First wild type detection probe, the first saltant type detection probe, the second wild type detection probe, the inspection of the second saltant type
Probing pin, the 3rd wild type detection probe, the 3rd saltant type detection probe, the 4th wild type detection probe and the inspection of the 4th saltant type
3 ' ends of probing pin marked fluorophor MGB as the second fluorophor, can also similarly select other kinds of fluorescence
Group is marked, in FAM, VIC, TET, JOE, HEX, CY3, CY5, ROX, RED610, TEXASRED, RED670 and NED
One kind.
First saltant type detection probe, the second saltant type detection probe, the 3rd saltant type detection probe and the 4th saltant type
5 ' ends of detection probe are marked with VIC as the 3rd fluorophor, can also similarly select other kinds of fluorophor to carry out
Mark, such as one kind in FAM, MGB, TET, JOE, HEX, CY3, CY5, ROX, RED610, TEXASRED, RED670 and NED.

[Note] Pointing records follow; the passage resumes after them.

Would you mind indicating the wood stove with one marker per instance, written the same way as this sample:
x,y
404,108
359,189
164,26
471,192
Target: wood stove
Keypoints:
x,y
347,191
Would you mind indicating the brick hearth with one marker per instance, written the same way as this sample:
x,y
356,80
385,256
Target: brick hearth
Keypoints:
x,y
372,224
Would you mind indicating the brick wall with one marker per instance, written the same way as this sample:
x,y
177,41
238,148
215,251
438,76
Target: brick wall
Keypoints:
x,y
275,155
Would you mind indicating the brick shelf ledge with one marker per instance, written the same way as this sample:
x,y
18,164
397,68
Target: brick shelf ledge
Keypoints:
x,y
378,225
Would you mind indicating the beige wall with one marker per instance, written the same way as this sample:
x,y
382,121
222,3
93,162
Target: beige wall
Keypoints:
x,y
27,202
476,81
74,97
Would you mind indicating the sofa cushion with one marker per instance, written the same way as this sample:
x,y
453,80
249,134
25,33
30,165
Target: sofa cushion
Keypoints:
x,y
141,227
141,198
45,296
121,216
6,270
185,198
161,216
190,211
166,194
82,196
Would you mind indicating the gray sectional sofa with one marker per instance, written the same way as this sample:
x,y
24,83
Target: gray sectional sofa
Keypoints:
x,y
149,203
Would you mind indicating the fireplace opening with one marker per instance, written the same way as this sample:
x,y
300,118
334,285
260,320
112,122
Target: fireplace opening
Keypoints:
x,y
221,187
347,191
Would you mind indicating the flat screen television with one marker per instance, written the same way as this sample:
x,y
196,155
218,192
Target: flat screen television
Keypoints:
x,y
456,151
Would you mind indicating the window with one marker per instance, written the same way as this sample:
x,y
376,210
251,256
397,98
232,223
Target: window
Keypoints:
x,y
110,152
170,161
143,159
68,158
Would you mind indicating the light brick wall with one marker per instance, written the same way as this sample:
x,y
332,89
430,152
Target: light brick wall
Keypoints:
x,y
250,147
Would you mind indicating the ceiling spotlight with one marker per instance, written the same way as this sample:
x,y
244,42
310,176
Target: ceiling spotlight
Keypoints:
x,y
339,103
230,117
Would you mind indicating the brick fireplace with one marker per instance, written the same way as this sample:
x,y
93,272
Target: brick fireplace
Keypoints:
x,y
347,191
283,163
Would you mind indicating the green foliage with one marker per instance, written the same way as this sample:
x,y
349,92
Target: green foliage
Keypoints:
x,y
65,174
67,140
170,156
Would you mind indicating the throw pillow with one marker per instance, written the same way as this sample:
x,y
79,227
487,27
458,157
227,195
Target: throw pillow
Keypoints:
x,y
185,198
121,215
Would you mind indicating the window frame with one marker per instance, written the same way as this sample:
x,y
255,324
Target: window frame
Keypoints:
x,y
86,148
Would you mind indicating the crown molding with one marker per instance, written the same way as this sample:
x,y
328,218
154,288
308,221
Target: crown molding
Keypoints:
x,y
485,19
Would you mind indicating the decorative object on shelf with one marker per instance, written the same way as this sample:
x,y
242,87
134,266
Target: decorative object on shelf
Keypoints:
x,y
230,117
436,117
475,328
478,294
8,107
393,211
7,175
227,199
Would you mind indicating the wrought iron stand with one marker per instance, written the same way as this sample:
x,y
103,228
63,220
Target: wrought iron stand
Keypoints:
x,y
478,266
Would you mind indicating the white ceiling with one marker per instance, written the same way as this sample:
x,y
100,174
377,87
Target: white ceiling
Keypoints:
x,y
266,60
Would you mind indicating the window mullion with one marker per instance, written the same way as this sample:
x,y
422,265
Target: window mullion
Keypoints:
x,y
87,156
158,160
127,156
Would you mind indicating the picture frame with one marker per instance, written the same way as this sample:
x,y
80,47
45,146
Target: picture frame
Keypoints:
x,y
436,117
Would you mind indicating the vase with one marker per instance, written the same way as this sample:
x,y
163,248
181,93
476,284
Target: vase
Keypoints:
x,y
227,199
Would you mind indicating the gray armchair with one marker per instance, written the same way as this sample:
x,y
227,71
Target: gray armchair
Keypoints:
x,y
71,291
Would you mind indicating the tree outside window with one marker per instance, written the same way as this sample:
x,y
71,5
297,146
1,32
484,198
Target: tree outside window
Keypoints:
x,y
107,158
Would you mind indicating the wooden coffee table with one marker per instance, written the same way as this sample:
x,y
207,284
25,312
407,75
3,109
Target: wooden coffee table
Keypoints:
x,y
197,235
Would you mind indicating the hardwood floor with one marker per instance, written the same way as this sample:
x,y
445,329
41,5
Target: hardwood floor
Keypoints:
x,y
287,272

In experimentation, from one kind when the first fluorophor, the second fluorophor and the 3rd fluorophor difference, and
The fluorophor selected between any two also differs, and ensures the accuracy of detection, while is also avoided that and interferes, and avoids the occurrence of
Phenomena such as false positive.
Embodiment 2
The present embodiment provides a kind of detection kit of CYP2C19 Genotypings detection, and kit contains embodiment 1 and provided
Nucleic acid combinations, the detection primer includes primer pair, and the base sequence of primer pair is respectively as shown in SEQ ID No.1-2.
CYP2C19 Genotypings detection detection kit also include PCR reaction buffers, Taq archaeal dna polymerases,
At least one of dNTPs.
PCR reaction buffers be 10 × reaction buffer, by 500mM KCl, 25mM MgCl2, 100mM Tris and
Double distilled deionized water is according to 1:1:1:Configuration forms after 2 autoclavings.
The detection kit of CYP2C19 Genotypings detection also includes genome extracts reagent.
The specifically used method of the detection kit for the CYP2C19 Genotypings detection that the present embodiment provides is as follows:
Sample genome extracts, and comprises the following steps that:
Sample preparation:Take the blood sample of person to be checked, preservation is standby.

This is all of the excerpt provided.